Insurance rating agency A.M. Best Co. put Prudential Insurance Co. of America, Newark, under review while it assesses the impact of a settlement Prudential's securities unit made with the Securities and Exchange Commission to compensate investors who claimed they were misled by the brokerage.

Investors charged they were not informed of the high risks of investing in risky limited partnerships in oil and gas wells, real estate, aircraft leasing and horse breeding. Prudential Securities Inc. agreed in October to pay a minimum $371 million to more than 100,000 investors whose claims are not being pursued through other litigation or arbitration. Twice that number of investors have already settled their claims against Prudential Securities.One lawsuit filed last month charged wholesale fraud in the way Prudential Securities marketed all limited partnerships during the 1980s, according to the Chicago Tribune.

Best officials said they were also concerned that allegations of Prudential employees using improper tactics to lure investors into Prudential Property Investments Separate Account (Prisa) - a real estate fund for institutional investors - will disrupt the insurer's institutional pension fund operation. The rating agency was also concerned about catastrophe risks in Prudential's property and casualty business.

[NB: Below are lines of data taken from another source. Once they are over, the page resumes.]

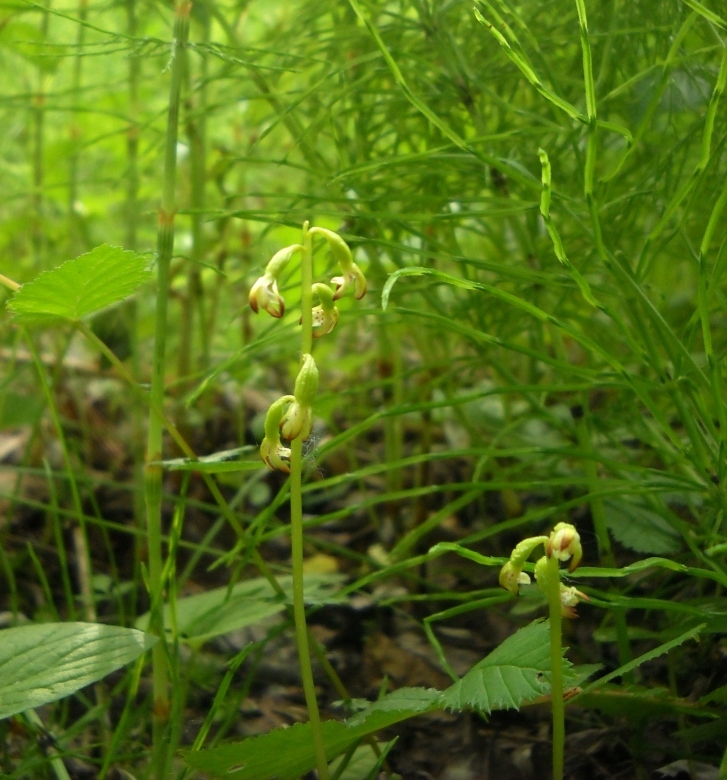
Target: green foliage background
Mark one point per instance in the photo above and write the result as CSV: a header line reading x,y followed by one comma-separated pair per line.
x,y
530,365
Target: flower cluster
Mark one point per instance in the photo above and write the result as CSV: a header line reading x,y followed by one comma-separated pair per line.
x,y
264,294
563,544
292,415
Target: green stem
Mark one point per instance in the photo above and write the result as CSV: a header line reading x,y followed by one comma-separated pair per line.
x,y
556,665
153,473
296,525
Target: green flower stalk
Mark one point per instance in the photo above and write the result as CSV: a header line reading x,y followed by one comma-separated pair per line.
x,y
292,416
563,544
298,420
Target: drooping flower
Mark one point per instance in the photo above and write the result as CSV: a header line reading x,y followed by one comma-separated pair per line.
x,y
272,451
325,315
352,276
569,598
298,419
512,575
511,578
564,543
264,294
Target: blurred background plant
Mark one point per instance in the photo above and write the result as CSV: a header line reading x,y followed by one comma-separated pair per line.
x,y
540,359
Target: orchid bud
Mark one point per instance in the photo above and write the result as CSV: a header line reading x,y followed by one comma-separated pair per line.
x,y
280,259
273,453
569,598
325,316
298,419
264,294
512,575
511,578
564,544
352,274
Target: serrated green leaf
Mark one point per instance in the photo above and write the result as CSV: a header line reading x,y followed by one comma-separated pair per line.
x,y
105,275
514,672
219,611
286,754
412,700
639,528
42,663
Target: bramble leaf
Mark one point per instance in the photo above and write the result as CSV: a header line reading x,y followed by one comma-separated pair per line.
x,y
93,281
514,672
42,663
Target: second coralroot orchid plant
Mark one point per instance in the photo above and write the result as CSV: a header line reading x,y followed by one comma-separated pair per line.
x,y
290,418
563,544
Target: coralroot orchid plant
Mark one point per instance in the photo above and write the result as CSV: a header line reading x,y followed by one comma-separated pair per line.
x,y
563,544
290,418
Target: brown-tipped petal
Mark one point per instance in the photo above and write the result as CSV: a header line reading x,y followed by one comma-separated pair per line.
x,y
564,543
324,322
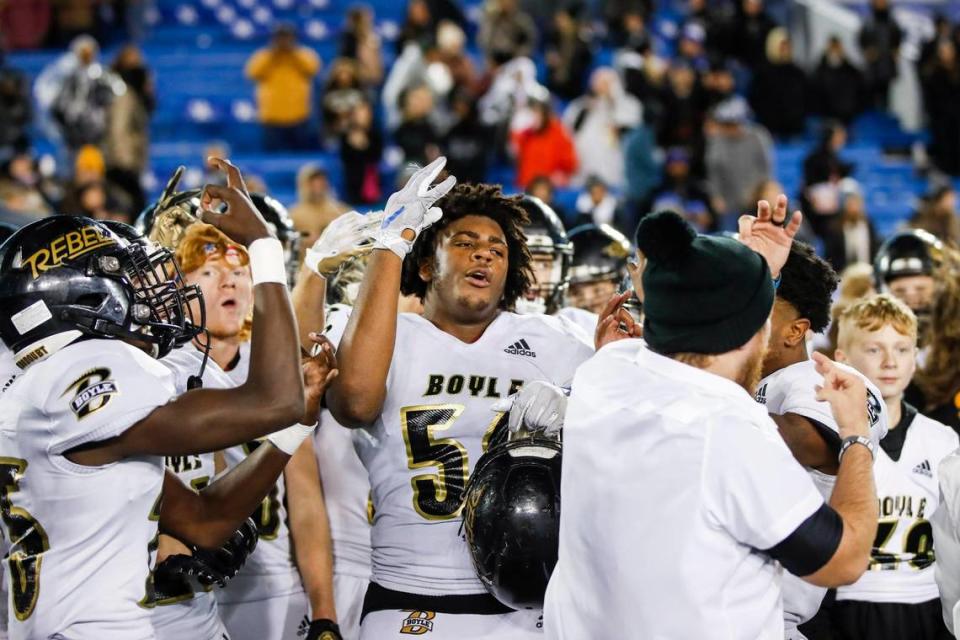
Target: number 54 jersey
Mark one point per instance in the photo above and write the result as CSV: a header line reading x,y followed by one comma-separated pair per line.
x,y
435,423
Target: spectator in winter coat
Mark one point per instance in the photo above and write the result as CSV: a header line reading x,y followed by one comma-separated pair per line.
x,y
465,144
837,85
361,146
506,29
597,121
858,239
544,147
82,106
15,108
739,156
880,38
778,94
127,148
316,205
568,55
284,73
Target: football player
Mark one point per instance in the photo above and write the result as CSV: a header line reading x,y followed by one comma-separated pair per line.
x,y
332,272
788,389
904,266
600,255
419,389
286,583
898,597
552,253
84,429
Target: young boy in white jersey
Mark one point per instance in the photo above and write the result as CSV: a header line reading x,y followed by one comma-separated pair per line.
x,y
282,587
84,429
788,390
897,597
421,389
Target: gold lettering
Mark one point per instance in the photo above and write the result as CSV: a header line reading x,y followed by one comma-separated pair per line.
x,y
74,242
58,250
66,247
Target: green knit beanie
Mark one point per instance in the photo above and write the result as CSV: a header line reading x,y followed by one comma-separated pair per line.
x,y
702,294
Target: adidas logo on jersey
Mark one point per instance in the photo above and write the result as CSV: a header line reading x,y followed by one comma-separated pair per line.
x,y
924,469
520,348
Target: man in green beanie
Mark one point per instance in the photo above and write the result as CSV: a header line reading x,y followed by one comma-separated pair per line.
x,y
681,503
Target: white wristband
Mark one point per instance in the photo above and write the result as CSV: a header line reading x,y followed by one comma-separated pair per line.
x,y
267,262
288,440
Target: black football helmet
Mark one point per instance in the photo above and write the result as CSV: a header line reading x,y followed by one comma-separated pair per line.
x,y
546,236
908,253
6,230
66,278
279,220
165,220
511,518
600,252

"In the next several weeks, we will continue our discussions with senior management of The Prudential regarding financial and operational implications and uncertainties related to the limited partnership scandal and Prisa," Best officials said.

Joe Vecchione, a spokesman for Prudential, said Friday the nation's largest life insurance company wasn't surprised by Best's action. Prudential officials ''will cooperate with the Best review," he said.

But, "we expect to demonstrate to Best that Prudential is as financially strong today than it was when Best last affirmed our 'A++' (superior) rating."

Mr. Vecchione said Prudential has said it has set aside reserves equivalent to its $371 million limited partnership settlement.

On top of that, the insurer intends to add about $1 billion in statutory capital this year, he said, bringing its capital cushion against sudden losses and claims to $10.8 billion.

Prudential said it has seen little evidence of lost market share from the scandal and said Prudential Securities expects to report strong earnings this year.

"We expect strong results in our insurance operations and from our affiliates including Prudential Securities," Mr. Vecchione said.

Meanwhile, New Jersey Insurance regulators are close to completing their own examination of Prudential that began in 1992. The Prudential examination is a routine review made of all New Jersey insurance companies every five years, said Pete Cammarano, a spokesman for the department.

He would not comment on Best's action except to say "we're monitoring the situation."

Competing insurance rating agency Standard and Poor's Corp. had not changed its claims-paying ability rating of Prudential as of last Friday. The rating stood at "AA+," which officials assigned to Prudential in November 1992 and affirmed on Nov. 15.

One week after S&P affirmed Prudential's rating officials announced that Prudential Securities wouldn't need its parent to pay claims resulting from settlement of federal and state charges using improper sales tactics. At that time, Prudential Spokesman Tim Biggs said Prudential Securities had a $700 million reserve fund to draw on.